UK Court of Appeal overturns earlier decision denying transgender parent direct contact with children

A UK Court of Appeal Decision on the 20th of December 2017 has overturned a previous High Court decision which held that a transgender parent could not have direct contact with her ultra-orthodox Jewish children. The Court of Appeal found the High Court judge had failed to exhaust the court’s powers to attempt to make direct contact with the children. In considering the wide constellation of cultural and religious concerns the judge had lost sight of the paramount principle, which is the best interests of the children. It found the decision arrived at by the High Court was premature and failed to evaluate why indirect contact and the giving of narratives to the children about their father’s transgender status was in the children’s best interests and direct contact was not. The concluding remarks of the Court were: “As the law says in other contexts, ‘never say never’…the doors should not be closed at this early stage in their lives”. The appeal was allowed and the matter remitted to the family courts for reconsideration.

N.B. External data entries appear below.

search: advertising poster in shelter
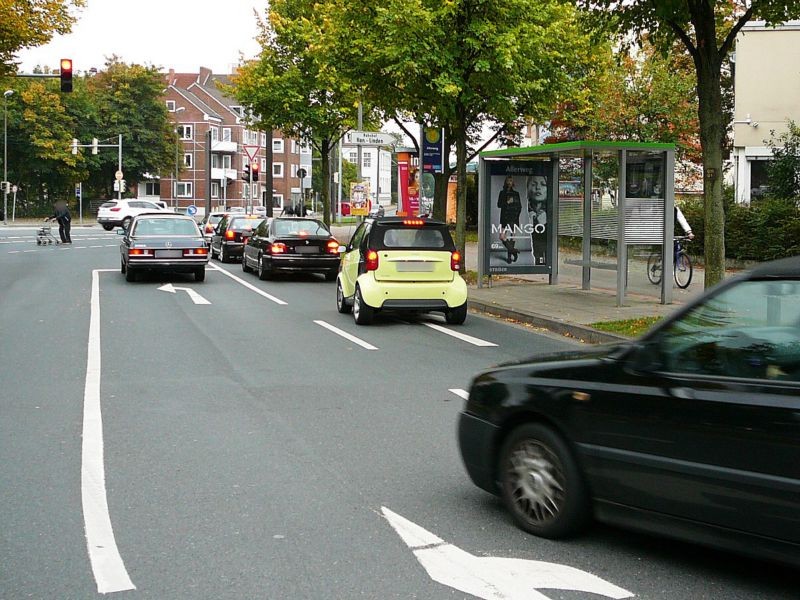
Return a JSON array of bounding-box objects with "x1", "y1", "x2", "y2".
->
[{"x1": 483, "y1": 160, "x2": 554, "y2": 274}]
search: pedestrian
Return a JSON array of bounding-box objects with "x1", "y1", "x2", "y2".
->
[
  {"x1": 497, "y1": 175, "x2": 522, "y2": 264},
  {"x1": 526, "y1": 175, "x2": 547, "y2": 265},
  {"x1": 45, "y1": 200, "x2": 72, "y2": 244}
]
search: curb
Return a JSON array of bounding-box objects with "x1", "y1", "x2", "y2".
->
[{"x1": 468, "y1": 300, "x2": 630, "y2": 344}]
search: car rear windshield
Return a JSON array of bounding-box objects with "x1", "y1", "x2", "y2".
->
[
  {"x1": 133, "y1": 218, "x2": 199, "y2": 235},
  {"x1": 228, "y1": 219, "x2": 264, "y2": 231},
  {"x1": 376, "y1": 225, "x2": 454, "y2": 250}
]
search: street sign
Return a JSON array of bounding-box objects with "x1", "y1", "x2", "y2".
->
[
  {"x1": 242, "y1": 145, "x2": 258, "y2": 161},
  {"x1": 344, "y1": 131, "x2": 396, "y2": 146}
]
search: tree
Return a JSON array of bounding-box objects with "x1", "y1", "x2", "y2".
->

In light of the above the Court of Appeal did not give a final view on the issues of equality law which arose under the Equality Act and Article 9 (freedom of religion) and Article 14 (prohibition of discrimination) of the European Convention on Human Rights (the ‘Convention’). It was critical of the High Court decision in this regard and noted there had been a failure to efficiently analyze relevant conventions or statutory provisions that address the human rights and discrimination issues of the case. It noted the judge’s core role is to act as a “judicial reasonable parent” and explore all alternatives and avoid any premature decisions.

By way of factual background the applicant known a ‘J’ had left her ultra-Orthodox Jewish community in the North Manchester Charadi Community to transition to a woman in 2015. ‘J’ had no contact with her children since 2015. Both parents concluded it would be in the children’s best interests to remain within the community. The disagreement arose out of the level and type of contact the father of the children should have after transitioning and leaving the Charadi community. The High Court found that it would be highly probable that the children and their mother would be ostracized by their community should they engage in direct contact with their transgender parent. In light of this the request for direct contact was denied.

On appeal while it was found this was a factor to be considered, it was fundamental to place the children’s best interest at the heart of the inquiry. In doing so it was important to consider issues of equality. Equality of opportunity is a fundamental principle of society. Determining the welfare of a minor is concerned with the child’s development with due regard to the “ever changing nature of our world” and that the law must keep pace with these societal changes. When approaching the religious element of the case the Court considered the common law principle of respect and tolerance for an individual’s religious beliefs. While the court notes that some manifestations of religious practices may be regulated if contrary to the child’s welfare this was not a factor in the present case.

In addressing the issue of conflicting rights the Court of Appeal in its concluding observations drew attention to the fact that under section 6 of the Human Rights Act, the duty to act compatibly with Convention rights applies to courts and tribunals as well as other public authorities. It was noted: “When the present case returns to the family court..the court will wish to scrutinize with care the suggested justification for the apparent discrimination which the father faces on the ground of her transgender status, not least to ensure that that the Court itself does not breach its duty under section 6 of the Human Rights Act”.